What mask would Jane Eyre wear?
It would be simple, but elegant, like the heroine in the Charlotte Brontë novel, thought Penn student Amy Juang, choosing a muslin with a delicate gray floral pattern to create one of five masks for the final project in her English course on young adult literature.
On the other end of the literary spectrum, what would warrior Katniss Everdeen in the dystopian adventure “The Hunger Games” use? A white sport sock, what she had available at the moment, Juang decided.
A May graduate with an English and visual studies double major in the College of Arts & Sciences, Juang says she has always liked to make things. So when faced with the challenge of a final project for the course Young Adult Literature: The Eternal Awkward, she turned to her sewing machine.

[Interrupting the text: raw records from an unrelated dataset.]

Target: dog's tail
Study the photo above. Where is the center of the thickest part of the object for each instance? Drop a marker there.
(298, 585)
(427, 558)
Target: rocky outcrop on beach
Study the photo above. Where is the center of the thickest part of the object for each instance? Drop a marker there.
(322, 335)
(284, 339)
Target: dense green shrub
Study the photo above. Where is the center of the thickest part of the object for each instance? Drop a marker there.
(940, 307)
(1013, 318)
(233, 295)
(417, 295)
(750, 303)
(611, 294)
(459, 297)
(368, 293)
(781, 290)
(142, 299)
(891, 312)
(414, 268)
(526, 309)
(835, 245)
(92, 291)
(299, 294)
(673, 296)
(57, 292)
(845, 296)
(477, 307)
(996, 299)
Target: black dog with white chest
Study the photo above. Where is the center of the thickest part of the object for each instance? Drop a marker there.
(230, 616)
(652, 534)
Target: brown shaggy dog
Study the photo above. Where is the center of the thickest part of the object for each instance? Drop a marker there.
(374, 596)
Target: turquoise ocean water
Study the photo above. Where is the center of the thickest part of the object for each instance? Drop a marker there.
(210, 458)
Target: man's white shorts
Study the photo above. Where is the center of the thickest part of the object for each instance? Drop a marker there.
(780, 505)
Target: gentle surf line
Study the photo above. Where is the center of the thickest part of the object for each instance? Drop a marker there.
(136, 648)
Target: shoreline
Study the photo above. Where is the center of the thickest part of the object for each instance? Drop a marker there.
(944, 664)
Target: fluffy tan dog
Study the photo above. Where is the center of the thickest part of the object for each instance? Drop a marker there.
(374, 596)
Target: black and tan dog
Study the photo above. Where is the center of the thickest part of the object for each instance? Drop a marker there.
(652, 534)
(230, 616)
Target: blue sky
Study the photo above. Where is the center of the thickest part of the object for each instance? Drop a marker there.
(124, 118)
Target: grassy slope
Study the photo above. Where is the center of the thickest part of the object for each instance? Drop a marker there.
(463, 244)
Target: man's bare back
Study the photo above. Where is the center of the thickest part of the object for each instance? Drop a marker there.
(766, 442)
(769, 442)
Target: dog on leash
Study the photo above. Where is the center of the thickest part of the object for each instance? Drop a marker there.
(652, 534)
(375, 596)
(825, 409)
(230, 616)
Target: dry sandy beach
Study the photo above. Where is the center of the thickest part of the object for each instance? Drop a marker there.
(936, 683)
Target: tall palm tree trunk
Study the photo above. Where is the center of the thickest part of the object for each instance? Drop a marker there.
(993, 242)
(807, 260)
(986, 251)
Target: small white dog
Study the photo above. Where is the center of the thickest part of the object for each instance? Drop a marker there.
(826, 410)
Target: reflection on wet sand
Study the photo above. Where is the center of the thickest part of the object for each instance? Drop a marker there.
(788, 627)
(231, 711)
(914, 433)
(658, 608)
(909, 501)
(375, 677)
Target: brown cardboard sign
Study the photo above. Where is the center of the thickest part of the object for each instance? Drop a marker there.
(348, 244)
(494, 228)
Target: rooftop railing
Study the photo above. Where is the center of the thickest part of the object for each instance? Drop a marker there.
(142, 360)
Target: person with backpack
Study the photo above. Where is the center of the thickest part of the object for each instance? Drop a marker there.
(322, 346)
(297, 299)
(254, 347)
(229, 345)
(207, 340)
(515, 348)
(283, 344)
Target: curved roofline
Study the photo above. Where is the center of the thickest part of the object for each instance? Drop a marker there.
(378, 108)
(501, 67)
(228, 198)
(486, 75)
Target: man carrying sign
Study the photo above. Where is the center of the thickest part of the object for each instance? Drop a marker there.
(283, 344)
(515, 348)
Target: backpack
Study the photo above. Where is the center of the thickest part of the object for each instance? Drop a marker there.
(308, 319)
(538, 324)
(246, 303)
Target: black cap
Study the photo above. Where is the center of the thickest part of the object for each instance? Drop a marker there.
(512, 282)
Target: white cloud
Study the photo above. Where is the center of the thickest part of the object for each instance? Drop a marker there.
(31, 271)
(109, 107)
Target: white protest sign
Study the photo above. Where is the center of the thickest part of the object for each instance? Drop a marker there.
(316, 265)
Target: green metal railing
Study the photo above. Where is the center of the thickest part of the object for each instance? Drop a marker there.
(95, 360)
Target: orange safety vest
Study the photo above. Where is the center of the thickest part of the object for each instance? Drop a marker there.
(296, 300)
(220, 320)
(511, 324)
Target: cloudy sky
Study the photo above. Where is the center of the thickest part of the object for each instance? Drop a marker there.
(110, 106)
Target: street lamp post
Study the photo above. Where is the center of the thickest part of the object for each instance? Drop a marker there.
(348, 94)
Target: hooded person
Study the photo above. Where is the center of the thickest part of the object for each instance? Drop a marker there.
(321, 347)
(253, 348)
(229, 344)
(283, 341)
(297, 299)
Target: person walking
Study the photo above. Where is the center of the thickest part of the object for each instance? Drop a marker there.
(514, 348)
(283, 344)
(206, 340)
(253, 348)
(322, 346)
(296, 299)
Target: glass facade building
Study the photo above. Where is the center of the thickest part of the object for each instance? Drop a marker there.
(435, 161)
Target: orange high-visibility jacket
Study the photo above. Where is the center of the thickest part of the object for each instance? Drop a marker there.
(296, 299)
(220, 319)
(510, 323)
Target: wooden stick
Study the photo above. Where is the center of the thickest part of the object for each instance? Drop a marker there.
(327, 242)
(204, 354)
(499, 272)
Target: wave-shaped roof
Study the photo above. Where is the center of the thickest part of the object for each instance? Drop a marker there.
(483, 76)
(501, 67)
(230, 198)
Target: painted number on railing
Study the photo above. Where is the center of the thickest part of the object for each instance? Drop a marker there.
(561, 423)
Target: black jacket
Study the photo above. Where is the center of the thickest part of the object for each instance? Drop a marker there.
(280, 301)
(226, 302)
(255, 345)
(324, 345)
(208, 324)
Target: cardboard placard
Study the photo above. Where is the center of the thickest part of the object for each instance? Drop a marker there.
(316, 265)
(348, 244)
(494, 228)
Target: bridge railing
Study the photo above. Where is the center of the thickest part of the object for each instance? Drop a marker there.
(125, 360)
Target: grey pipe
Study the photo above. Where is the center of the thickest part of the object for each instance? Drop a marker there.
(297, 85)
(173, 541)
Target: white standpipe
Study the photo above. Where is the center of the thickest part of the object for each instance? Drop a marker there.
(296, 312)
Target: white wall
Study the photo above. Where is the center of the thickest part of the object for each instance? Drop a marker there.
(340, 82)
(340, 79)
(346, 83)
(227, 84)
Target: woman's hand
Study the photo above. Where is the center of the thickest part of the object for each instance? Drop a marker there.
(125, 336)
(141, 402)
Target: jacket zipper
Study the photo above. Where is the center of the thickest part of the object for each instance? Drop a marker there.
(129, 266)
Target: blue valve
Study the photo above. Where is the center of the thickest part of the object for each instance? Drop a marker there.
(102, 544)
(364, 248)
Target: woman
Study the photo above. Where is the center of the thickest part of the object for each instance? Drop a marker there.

“I was thinking about the pandemic and identity, which is an important theme in coming-of-age novels,” Juang says. “If these literary characters were living today, how would they show their own identity if everyone was wearing a mask?”
The course was meant to be “critical-creative,” and Juang embodied that spirit in several ways, says Melissa Jensen, who has been teaching at Penn for 12 years. Jensen was taken especially with the asymmetrical black-on-black mask with red sequins that Juang made for vampire Carmilla, a dark-haired, mysterious beauty in the novella by the same name written by Joseph Sheridan Le Fanu.
“‘Carmilla’ is really about young women’s sexuality during Victorian times, so for Amy not just to get that essence of ‘Carmilla’ and the character but to show it in such an absolutely timely, topical way, was impressive,” Jensen says. “She absolutely hit the critical-creative target. She nailed it.”
Jensen encouraged her 26 students to find creative way to interpret the literature they read throughout the semester. They produced a film, a screenplay, a stage play, and even a computer algorithm to analyze young adult literature. “The class did extraordinary work during this period of upheaval and anxiety,” Jensen says.
In approaching her project, Juang says she was also thinking about cultural differences: why in the United States some people are resistant to wearing masks. In Asia, she says, wearing masks is more acceptable, something for survival. American culture, she says, is centered around individualism, and a mask can be viewed as a visual marker of uniformity and encroaching on individual freedoms.
But a mask can also be used for individual expression, she says.
The mask she created for the shape-shifting monster girl in the fantasy graphic novel “Nimona” by Noelle Stevenson features brightly colored floating ribbons that can move and pink felt triangle teeth along the edges.
Marjane Santrapi in the autobiographical book “Persepolis” wears a Malcom X button on her denim jacket, which creates controversy. Juang added #IRunWithMaud to the mask of thick dark navy fabric in reference to the campaign to honor Ahmaud Arbery, a 25-year-old black man who was allegedly shot and killed by white men while jogging in Georgia. “I wanted a contemporary twist to her mask,” Juang says.
Juang has been living with her family in Minneapolis since the pandemic restrictions started in March, so she had the sewing machine and fabric and supplies at the ready. She learned to sew when she had just become a teenager herself, and liked to make quilts. She is planning a move to San Francisco as soon as that is feasible to start a new job with Adobe.
“I really love to make things with my hands. Now that I’m home, I do a lot of planting and cooking and sewing and painting. I also picked up fishing, which is really fun,” she says. “I think that gave me the confidence to do a project like this and whip out the sewing machine.”